Abstract
Vascular dementia is the highly devastating neurodegenerative disorder after Alzheimer’s disease (AD) and mainly found in aged people but the effectual therapeutic target is still not there. Chronic cerebral hypoperfusion (CCH) has been broadly found in vascular dementia (VaD) patients. CCH is thought to link with neurodegenerative disorders and their subsequent cognitive deteriorate on. This study has been framed to examine the role of a selective agonist of cannabinoid receptor type 2(CB2); 1-phenylisatin in CCH induced VaD. Permanent bilateral common carotid arteries ligation or two vessels occlusion (2VO) technique was used to induce CCH in rats. 2VO animals have shown significant impairment in learning-memory (Morris water maze) and in executive functioning (Attentional set-shifting test).

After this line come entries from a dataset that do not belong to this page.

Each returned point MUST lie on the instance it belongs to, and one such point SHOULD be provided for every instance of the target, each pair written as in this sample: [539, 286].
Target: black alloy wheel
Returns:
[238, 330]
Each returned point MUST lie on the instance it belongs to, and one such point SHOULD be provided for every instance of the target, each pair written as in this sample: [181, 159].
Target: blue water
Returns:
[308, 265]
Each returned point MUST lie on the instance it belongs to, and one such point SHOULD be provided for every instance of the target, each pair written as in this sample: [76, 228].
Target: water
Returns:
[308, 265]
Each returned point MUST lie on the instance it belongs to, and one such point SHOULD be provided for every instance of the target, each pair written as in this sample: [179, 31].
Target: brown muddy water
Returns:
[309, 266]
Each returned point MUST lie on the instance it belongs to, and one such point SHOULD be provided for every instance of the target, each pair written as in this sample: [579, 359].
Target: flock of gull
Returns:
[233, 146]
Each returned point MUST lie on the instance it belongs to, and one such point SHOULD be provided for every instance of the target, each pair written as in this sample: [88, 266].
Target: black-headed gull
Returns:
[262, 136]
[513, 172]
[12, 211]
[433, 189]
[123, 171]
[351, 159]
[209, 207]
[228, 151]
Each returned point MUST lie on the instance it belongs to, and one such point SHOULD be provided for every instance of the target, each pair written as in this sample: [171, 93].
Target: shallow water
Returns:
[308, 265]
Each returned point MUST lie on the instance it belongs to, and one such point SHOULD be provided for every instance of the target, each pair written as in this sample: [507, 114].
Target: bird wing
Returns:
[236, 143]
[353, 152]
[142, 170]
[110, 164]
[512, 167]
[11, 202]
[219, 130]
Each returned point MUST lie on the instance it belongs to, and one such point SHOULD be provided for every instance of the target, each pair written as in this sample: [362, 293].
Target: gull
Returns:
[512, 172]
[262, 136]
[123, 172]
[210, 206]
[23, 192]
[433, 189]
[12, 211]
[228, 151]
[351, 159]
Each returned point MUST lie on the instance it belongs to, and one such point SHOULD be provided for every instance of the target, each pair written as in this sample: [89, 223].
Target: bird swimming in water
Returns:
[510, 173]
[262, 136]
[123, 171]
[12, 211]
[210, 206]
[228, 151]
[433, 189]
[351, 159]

These animals have shown a considerable reduction in brain oxidative stress (thiobarbituric reactive acid substance-TBARS; glutathione-GSH; catalase-CAT and superoxide dismutase-SOD), mitochondrial dysfunction (complexes I, II, IV) with a significant enhancement in cholinergic activity- AChE and brain infarct size2,3,5-triphenylterazolium chloride staining (TTC staining). Animals treated with 2VO have also demonstrated a considerable augmentation in brain edema (water content). Oral administration of 1-phenylisatin has significantly recuperated 2VO induced impairment in learning-memory, an increase in TBARS, GSH, CAT, SOD, mitochondrial activity with a significant reduction in AChE activity and brain damage. Administration of 1- phenylisatin has also reported recovering brain edema in these animals. These results indicate that 2VO induced CCH in rats, which was attenuated with the treatment of 1-phenylisatin. Hence, it may be suggested that modulation of cannabinoid receptor may provide benefits in CCH as cognitive impairment and VaD. Therefore, selective agonists of CB2 receptors may be a potential research target for the alleviation of VaD.
Keywords: 2, 3, 5-triphenylterazolium chloride staining, vascular occlusion, 1-phenylisatin, brain damage, brain edema, synaptic plasticity, brain cholinergic activity, mitochondrial dysfunction.